Quindi non è che la speranza sia la legge: la speranza è
conquistare la libertà vera, interiore, divina, che porterà
ad una vera legge. Non è la la legge in sé che dobbiamo
adorare : una legge posta sopra ogni altra cosa non è la verità,
non è una volontà divina, ma rischia di essere un idolo.
.
Invece di questa sottomissione parlerei di equivalenza: come il sentimento
e la ragione devono essere equilibrati, così devono esserlo anche
la libertà e la legge.
Nessun altro interviene?
Dicevo prima come Platone ebbe l'idea dei dialoghi (mi ha copiato...!?!).
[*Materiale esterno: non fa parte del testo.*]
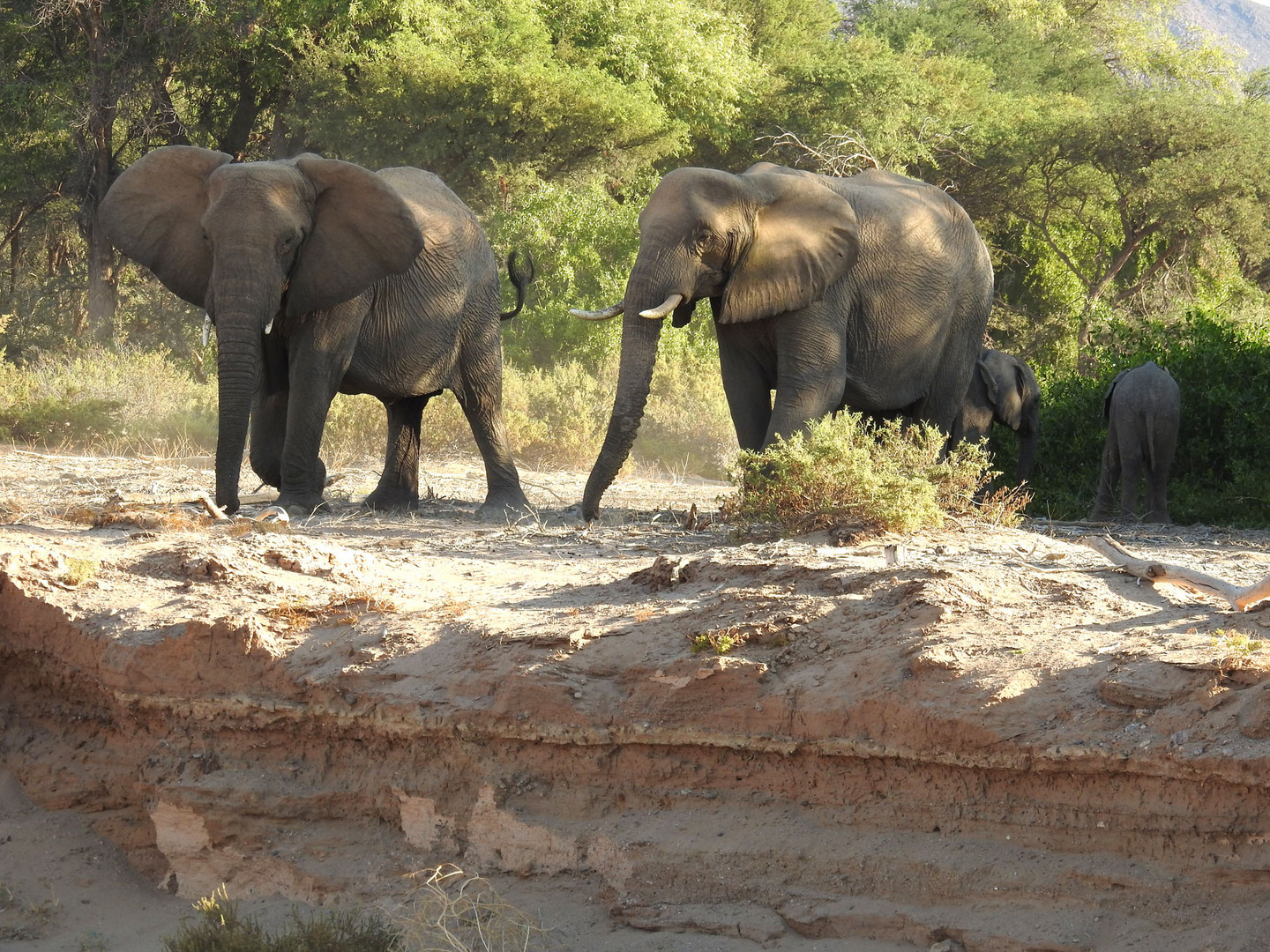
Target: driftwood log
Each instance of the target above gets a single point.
(1181, 576)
Alla parola scritta, ha preferito la comunicazione diretta, orale, con
un gruppo di amici e discepoli, ascoltando e parlando in modo da mettere
in relazione le persone e le idee, che è un po' quello che più
in piccolo stiamo facendo. Però, col tempo, diventando vecchio
e autoritario, ha messo in primo piano questo personaggio di Socrate
che praticamente parlava solo lui, mentre gli altri erano ridotti a
dire solo: si, si, oppure no, no. Socrate poneva delle domande: è
vero che le cose stanno così ? E le risposte erano si, è
vero, oppure no, non è vero. E così, se voi non parlate,
andrà a finire con noi. Mi auguro invece che continui un dialogo
vero.
Federico F.
Trovo che nella vita c'è una lotta continua fra diversi interessi.
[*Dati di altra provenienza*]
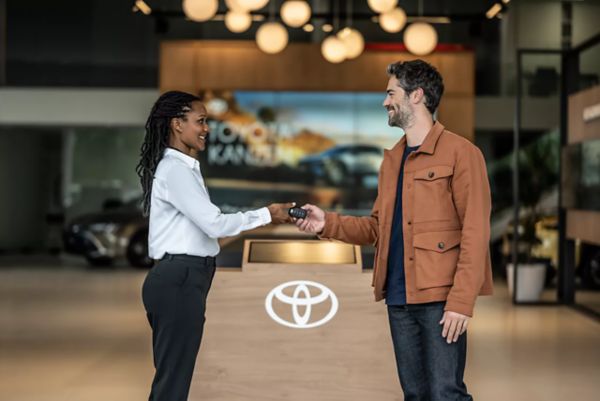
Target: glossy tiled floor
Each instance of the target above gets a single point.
(71, 334)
La legge è necessaria per questo, ma deve adattarsi continuamente
alla situazione reale, non rimanere immutabile.
Vittorio M.
Ma questo accade non solo nel mondo umano ma anche nella natura. Una
pianta cresce liberamente? Si, ma se c'è un'altra pianta vicina,
la relazione con questa limita la sua libertà: una pianta dà
ombra all'altra, c'è una lotta, una competizione, si sviluppano
forme particolari di difesa. . Quanto alla lotta fra i diversi interessi,
nella società degli uomini, essa non riguarda solo gli aspetti
economici, ma le stesse forze costitutive della vita; la lotta è
la legge della vita su tutti piani. Mentre la natura ne assicura una
regolazione automatica, che si realizza nell'evoluzione, l'uomo crea
una regolamentazione conscia e articolata nelle leggi, che è
fondamentale per il vivere civile. Solo che essa deve essere sempre
al servizio della vita perché, altrimenti, rischierebbe, come
accade, di sovrapporsi ad essa e di soffocarla.
Le leggi e la giustizia
Alberto D.
Per questo volevo enfatizzare prima il concetto di giustizia, oggi abbiamo
troppe leggi. Invece di darci più libertà, ci tolgono
libertà in quanto sono strumentali per la libertà di qualcun
altro. Nel mondo non c'è giustizia. Eppure, guarda quante leggi
ci sono.....
Vittorio M.
Anche solo nel mio campo, l'architettura, non si è più
liberi di progettare perché è indescrivibile il labirinto
di regolamenti, che dovrebbero avere come risultato di darci una città
più giusta, più bella e meglio funzionante, mentre avviene
il contrario. Se pensi alle città antiche, in cui non esistevano
assolutamente queste montagne di regolamenti, le città crescevano
in modo organico, giusto, bello, oltre ad essere portatrici dei valori
più alti di un popolo, mentre oggi sono assolutamente desolanti.
Quindi, quando la legge diventa una struttura a sé, non solo
non aiuta lo sviluppo della vita ma lo contrasta, lo mortifica. E' proprio
un punto esatto di equilibrio che occorre trovare: un momento prima
c'era l'anarchia, un momento dopo l'irrigidimento provocato dalla legge.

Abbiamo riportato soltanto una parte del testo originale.